En raison de la rapidité du processus de Discover, il n’est pas possible de contester les nouvelles informations fournies par le titulaire de la carte. Votre réfutation doit donc anticiper tous les aspects dès le départ.
Tout aussi important, une autorisation valide offre une protection contre les rétrofacturations bien moindre que ce que les commerçants imaginent. Pour les transactions sans présentation physique de la carte (CNP), Discover estime que l’autorisation prouve uniquement l’existence de la carte, mais ne vérifie pas l’identité du titulaire. Les entreprises axées sur le numérique sont confrontées à un désavantage structurel encore plus important. Le cadre de Discover favorise largement les titulaires de carte pour les biens immatériels. Et derrière tout cela, Discover évalue discrètement la manière dont les commerçants construisent leurs arguments au fil du temps, récompensant les réfutations solides et pénalisant les plus faibles. Comprendre ces dynamiques n'est plus une option.

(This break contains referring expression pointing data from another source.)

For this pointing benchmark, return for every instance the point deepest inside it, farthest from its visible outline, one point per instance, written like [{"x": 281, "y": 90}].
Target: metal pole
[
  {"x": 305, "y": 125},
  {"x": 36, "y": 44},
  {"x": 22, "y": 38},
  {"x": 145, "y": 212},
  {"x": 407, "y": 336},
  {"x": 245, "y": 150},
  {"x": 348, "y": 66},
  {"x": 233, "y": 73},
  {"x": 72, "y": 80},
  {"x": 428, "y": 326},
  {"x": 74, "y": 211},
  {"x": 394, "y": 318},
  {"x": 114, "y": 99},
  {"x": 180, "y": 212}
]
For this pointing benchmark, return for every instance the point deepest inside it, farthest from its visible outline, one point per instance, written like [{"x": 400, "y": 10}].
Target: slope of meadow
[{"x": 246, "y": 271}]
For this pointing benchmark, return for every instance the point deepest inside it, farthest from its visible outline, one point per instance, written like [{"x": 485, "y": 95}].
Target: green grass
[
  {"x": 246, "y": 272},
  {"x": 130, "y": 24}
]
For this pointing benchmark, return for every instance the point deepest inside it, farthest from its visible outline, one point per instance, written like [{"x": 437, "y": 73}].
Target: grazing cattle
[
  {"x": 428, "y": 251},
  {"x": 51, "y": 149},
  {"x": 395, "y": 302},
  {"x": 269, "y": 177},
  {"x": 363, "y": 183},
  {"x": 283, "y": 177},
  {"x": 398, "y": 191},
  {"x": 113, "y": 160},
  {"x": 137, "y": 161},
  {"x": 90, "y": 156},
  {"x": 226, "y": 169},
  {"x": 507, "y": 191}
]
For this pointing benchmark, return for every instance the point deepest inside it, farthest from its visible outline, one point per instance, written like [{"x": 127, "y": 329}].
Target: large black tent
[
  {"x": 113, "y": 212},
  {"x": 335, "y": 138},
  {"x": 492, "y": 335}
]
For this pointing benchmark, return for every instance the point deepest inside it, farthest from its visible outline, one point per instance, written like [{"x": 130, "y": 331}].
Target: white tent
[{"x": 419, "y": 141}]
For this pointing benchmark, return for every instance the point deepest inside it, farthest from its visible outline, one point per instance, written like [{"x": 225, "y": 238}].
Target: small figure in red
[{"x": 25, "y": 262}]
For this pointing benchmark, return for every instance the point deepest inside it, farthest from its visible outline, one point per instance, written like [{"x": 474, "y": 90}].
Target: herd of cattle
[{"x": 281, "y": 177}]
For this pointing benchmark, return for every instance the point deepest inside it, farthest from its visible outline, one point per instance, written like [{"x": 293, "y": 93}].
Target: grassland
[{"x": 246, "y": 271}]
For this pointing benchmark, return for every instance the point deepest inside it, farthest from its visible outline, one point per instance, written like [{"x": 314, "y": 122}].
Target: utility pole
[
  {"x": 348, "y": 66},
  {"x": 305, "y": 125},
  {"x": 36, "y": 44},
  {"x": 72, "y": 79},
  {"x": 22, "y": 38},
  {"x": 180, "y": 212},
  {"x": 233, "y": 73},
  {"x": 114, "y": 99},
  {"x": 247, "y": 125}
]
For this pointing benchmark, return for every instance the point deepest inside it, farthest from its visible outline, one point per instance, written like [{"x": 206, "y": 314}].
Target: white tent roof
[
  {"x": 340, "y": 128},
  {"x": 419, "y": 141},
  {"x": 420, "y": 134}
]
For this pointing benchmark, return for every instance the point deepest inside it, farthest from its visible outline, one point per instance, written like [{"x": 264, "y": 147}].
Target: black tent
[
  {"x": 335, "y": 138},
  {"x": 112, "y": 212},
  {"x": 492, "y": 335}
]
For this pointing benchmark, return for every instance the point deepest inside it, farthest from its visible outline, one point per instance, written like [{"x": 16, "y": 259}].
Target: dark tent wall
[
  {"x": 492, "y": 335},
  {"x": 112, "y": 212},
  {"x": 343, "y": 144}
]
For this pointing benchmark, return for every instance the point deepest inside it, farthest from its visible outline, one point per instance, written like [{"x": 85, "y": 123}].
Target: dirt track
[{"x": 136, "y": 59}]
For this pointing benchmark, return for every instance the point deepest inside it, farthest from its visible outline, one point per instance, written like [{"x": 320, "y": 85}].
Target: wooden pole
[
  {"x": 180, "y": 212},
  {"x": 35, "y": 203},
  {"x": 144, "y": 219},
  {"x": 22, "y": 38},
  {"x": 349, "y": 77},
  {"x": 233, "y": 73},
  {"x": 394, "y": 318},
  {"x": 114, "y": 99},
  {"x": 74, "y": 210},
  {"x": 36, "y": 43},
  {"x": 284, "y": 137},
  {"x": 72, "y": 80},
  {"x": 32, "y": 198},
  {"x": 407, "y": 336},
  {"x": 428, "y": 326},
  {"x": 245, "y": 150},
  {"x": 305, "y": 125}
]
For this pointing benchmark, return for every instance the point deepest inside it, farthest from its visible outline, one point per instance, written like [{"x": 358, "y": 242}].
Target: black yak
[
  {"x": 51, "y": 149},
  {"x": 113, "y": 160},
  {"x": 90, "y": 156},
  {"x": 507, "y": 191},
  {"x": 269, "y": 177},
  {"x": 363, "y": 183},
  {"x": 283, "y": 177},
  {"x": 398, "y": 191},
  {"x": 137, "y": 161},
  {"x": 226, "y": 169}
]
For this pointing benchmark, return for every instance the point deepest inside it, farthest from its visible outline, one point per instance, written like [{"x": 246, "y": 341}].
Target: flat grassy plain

Qu'est-ce qu'un rejet de débit Discover ?
Un rejet de débit Discover est une annulation forcée d'un paiement initiée par le titulaire de la carte et traitée entièrement par Discover. Une différence fondamentale entre les rejets de débit Discover et les rejets de débit classiques par carte de crédit réside dans l'absence de banque émettrice intermédiaire ; c'est l'entité même qui a émis la carte qui gère l'intégralité du processus de litige et rend sa décision.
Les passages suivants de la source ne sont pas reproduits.